Till then - Gute Nacht und aufwiedersehen!


----------



## plamenppp

There it is - a trunk full of motherboards. There are 30 of them - completely free!


----------



## dick b

You got them for a good price!!!!!!!!! :lol: 

dickb


----------



## plamenppp

It there any point in buying these? I bought one for less than 1 USD today and don't know if it is worth.


----------



## glorycloud

Try this website:

http://www.thriftybits.com/

It shows some prices per pound and per chip (with pictures) of what this
company will pay for them. That should give you a rough idea of what they
are worth to someone that is probably buying them to refine them (or broker
them in quantity).


----------



## glorycloud

The pentium MMX chip you show they pay 83 cents per chip. 8)


----------



## plamenppp

Not bad at all  I can buy the green ones for less than 0.1 USD per piece and I can have motherboards for free.


----------



## Irons

plamenppp said:


> Not bad at all  I can buy the green ones for less than 0.1 USD per piece and I can have motherboards for free.



You might be able to make a profit on Palladium recovery at that price. 8)


----------



## plamenppp

Palladium? I don't think so. There is no one in Bulgaria who buys palladium. Moreover it is much cheaper than gold.


----------



## plamenppp

You will surely like this!!! 

I got these for a high price - I had to spend an hour fixing a stupid PC  an half a litter diesel fuel. Some of the items have been "robbed" as there are missing gold plated transistors  Fortunately, some of them are still fine. I can not take a picture of all of them because there are some rally big "animals". Any idea how much Pt and Kd contains the "things" from the other picture?


----------



## patnor1011

I would like to remind you about your language. I am quite sure that you will not find sentence like this in all 51.500+ posts on this forum. I am glad that you are happy but next time please show that in some other way.
As for your scrap in last pictures this is not looking to me as some high yield boards, they may produce some silver or Pd certainly more than gold.
Except from one board with fingers in the middle I cant see that others will produce any gold at all.

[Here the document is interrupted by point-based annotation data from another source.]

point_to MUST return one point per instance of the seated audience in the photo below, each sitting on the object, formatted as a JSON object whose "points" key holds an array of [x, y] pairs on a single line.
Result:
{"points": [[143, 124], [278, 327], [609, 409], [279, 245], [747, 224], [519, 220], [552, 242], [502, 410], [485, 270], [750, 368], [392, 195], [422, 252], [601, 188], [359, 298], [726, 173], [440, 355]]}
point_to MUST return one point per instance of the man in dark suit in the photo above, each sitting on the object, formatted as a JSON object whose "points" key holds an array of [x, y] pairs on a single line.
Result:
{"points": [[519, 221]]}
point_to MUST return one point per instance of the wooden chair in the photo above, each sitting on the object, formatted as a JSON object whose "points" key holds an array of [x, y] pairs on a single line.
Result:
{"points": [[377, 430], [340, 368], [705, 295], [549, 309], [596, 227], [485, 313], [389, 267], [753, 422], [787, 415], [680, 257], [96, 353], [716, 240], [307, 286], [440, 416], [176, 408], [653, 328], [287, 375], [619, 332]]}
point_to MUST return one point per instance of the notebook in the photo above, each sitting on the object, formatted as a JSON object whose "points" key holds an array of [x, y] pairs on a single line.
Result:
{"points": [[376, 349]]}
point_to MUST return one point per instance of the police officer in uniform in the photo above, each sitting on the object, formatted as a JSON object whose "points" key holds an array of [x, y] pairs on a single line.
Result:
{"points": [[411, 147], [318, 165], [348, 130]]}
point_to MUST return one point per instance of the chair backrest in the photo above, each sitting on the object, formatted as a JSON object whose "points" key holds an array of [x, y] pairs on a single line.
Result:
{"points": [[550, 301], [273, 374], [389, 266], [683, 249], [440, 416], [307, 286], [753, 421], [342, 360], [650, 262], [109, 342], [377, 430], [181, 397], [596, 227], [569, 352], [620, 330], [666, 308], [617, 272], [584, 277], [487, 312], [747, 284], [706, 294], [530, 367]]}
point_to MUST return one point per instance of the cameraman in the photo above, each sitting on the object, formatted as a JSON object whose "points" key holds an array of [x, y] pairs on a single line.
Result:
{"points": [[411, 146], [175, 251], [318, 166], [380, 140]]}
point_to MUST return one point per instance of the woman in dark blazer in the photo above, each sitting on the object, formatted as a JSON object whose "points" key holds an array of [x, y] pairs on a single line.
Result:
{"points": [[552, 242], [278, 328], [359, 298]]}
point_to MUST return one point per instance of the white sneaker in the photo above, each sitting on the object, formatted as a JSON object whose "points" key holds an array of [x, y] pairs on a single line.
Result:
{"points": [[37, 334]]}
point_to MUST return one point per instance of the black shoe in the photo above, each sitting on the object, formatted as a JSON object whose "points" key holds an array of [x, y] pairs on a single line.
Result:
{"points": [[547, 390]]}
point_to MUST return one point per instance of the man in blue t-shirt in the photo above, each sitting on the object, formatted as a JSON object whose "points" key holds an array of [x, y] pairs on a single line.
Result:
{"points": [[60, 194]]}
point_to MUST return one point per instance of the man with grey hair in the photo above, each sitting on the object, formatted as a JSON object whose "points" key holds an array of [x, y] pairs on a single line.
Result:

Thank you, patnor, for your diligence in keeping watch on the board. 

Harold


----------



## plamenppp

Notice taken. I apologize for my language but I was too excited. 

Today I found some more of these "ИЗОТ" parts. About 10 kg. The cost me a bottle of bier - 2 L. 

Black and white TVs are also a good place to find some precious metals. I should post some pictures.


----------



## teclu

Pt and Kd!?

The parts of the first picture are transistors in TO plastic package, may contain some gold, break/crush a few and you will see...

In second picture you have 15 piece of СП...(3 or 5) russian variable potentiometer, the cursor of these potentiometer is AgPd20 alloy.
As Patnor said, the gold are in fingers, I see 3 boards with unused fingers, maybe russian fingers-1mg/pin, Au and Pd in 2 RFT connectors, and gold also maybe in IC's, 0-4 mg/ piece.

About language please follow the advice of Patnor!

teclu


----------



## plamenppp

Yes, teclu. It is written PtKd on them. I am gathering more of them now. And on the second picture everything is from Bulgaria. There might be some russian parts and chps but they are not many. I still can not find a big calculating machine "ЕЛКА" (some of the parts on the second pictures are from there). I know that inside there is as much Au, Ag, Pt and Pd as to buy a four room apartment. Probably someone else has known this in 1989 when the communism felt down and chaos began ...


----------



## teclu

plamenppp said:


> Notice taken. I apologize for my language but I was too excited.
> 
> Today I found some more of these "ИЗОТ" parts. About 10 kg. The cost me a bottle of bier - 2 L.
> 
> Black and white TVs are also a good place to find some precious metals. I should post some pictures.




Can you make a few pictures with TV boards where these golden transistors are mounted?
You have 10Kg of these parts?
In your picture, in the left side, are some AgPd cursors from russian potentiometers?

teclu


----------



## plamenppp

Telcu, is the potentiometer the square part with the circle on it and the long rectangle part? The have place for a small screwdriver on them. I have 10 of the square ones from 2 Pravetz's monitors. They have a small thin metal circle inside - Pd 600 (60% Pd). Pleace, telcu, if you have time and wish draw some red circles on my pictures and post them


----------



## gorfman6154

plamamppp, it's great you are aquiring scrap. Just remember you need to amass large amounts of each type to get a gram or two of PM's. 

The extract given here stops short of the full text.